EKBIS.CO, JAKARTA -- Industri sawit tak hanya menjadi penopang devisa negara saat ini. Industri sawit juga berperan penting dalam laju pertumbuhan bauran energi di Indonesia.
Saat ini pemerintah menargetkan 25 persen porsi energi baru terbarukan dalam bauran energi. Sejauh ini, kontribusi terbesar disumbang oleh biodiesel.
Direktur Utama (Dirut) Badan Pengelola Dana Perkebunan Kelapa Sawit (BPDPKS), Eddy Abdurrachman menjelaskan sejak mandatori biodiesel, industri sawit sudah menyumbangkan eksistensinya dalam pasokan FAME yang merupakan campuran utama dari biodiesel.
"Industri sawit punya peranan penting dalam mendorong energi baru terbarukan di Indonesia. Saat ini produk biodisel bahkan bisa menekan angka ketergantungan impor solar. Ini bisa menghemat devisa," ujar Eddy, Ahad (23/10).
BPS mencatat dengan program biodiesel sepanjang semester I, impor minyak bisa ditekan sampai 11,73 persen atau 10,33 juta ton. Nilai impor hasil minyak juga merosot dari 39,3 persen menjadi 1,98 miliar dolar AS.
Meski tak bisa ditampik, program mandatory biodiesel ini tak bisa berjalan mulus tanpa peran BPDPKS. Sebab, sebenarnya program mandatory ini tak bisa sampai ke masyarakat karena persoalan harga bahan baku FAME. BPDPKS mengaku jika memang tidak ada subsidi dari pungutan ekspor yang dilakukan BPDPKS, maka harga jual biodiesel ini jauh lebih tinggi daripada solar.
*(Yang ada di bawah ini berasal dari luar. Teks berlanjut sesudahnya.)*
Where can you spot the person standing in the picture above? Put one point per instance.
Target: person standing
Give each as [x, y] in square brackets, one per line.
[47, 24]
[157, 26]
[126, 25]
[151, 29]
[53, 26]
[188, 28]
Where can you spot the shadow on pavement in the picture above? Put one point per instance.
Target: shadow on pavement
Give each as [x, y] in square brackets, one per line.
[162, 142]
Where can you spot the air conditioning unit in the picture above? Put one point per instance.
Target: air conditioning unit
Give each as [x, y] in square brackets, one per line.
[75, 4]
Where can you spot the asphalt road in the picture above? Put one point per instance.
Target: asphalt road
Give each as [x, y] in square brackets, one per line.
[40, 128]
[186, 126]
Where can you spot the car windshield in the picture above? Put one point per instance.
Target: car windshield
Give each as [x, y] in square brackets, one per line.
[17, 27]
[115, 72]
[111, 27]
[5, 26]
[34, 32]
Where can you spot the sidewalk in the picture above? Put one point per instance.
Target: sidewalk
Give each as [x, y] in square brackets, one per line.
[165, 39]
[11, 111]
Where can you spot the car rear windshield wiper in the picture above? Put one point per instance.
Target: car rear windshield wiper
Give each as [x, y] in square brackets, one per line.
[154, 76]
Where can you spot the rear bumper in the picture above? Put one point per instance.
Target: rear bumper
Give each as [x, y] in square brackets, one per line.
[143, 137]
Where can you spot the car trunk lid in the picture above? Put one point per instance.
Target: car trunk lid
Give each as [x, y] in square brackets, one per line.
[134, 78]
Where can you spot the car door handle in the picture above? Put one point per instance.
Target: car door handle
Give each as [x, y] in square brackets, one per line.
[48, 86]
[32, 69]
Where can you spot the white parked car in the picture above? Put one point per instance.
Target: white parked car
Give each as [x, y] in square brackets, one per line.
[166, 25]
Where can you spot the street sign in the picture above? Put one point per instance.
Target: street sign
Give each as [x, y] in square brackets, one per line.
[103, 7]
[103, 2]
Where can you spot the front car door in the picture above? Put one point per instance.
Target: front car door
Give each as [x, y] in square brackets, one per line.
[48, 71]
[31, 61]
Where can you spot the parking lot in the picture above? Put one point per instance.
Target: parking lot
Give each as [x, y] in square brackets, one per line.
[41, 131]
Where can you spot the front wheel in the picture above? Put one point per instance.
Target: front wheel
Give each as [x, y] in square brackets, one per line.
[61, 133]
Plt Kadiv Pemungutan Biaya dan CPO, Fajril Amirul menjelaskan jika program biodiesel ini dihadapkan pada solar, maka sebenarnya harga jual akan menjadi masalah. "Harga ini yang jadi masalah. Kalau gak ada BPBD lalu beban itu ke masyarakat maka gejolaknya besar," ujar Fajril.
Ketua Harian Aprobi, Paulus Tjakrawan juga mengakui para pengusaha sawit mendukung penuh program biodiesel ini. Selain memang bisa menekan angka impor, disatu sisi program ini juga bisa membantu para perusahaan sawit untuk bisa meningkatkan serapan produk hasil sawit.
Ia menjabarkan bahwa kondisi pasokan saat ini surplus. Apalagi masalah pelarangan penggunaan produk sawit di beberapa negara menyebabkan kondisi produksi dalam negeri berlebih dan menyebabkan harga anjlok.
"Kami tentu tak bisa menampik kondisinya saat ini pasokan sangat berlebihan. Namun dengan program ini setidaknya bisa meningkatkan serapan dalam negeri," ujar Paulus.
Paulus mencatat saat ini produksi nasional sebesar 48 juta metrik ton CPO. Padahal konsumsi dalam negeri di luar program biodiesel hanya 9 sampai 11 juta metrik ton. Dengan adanya program ini setidaknya serapan domestik bisa bertambah.
"Sekarang produksi kita itu 68 juta kiloliter FAME. Padahal kita cuman pakai 15 juta. Kebutuhan dalam negeri hanya 10 juta," ujar Paulus.
Ia pun mendukung penuh upaya pemerintah untuk bisa terus mengembangkan produk biodiesel ini dengan meningkatkan komposisi FAME dalam campuran. Harapannya, maka serapan dalam negeri akan terus bertambah. Disatu sisi, angka ketergantungan impor minyak mentah juga bisa semakin rendah dan pada saatnya indonesia bisa terbebas dari ketergantungan impor minyak mentah.
"Ini bisa terus dijalankan dan ditingkatkan. Setelah kami hitung dan lihat ini harus tetap jalan, Untuk kepentingan kita bersama," ujar Paulus.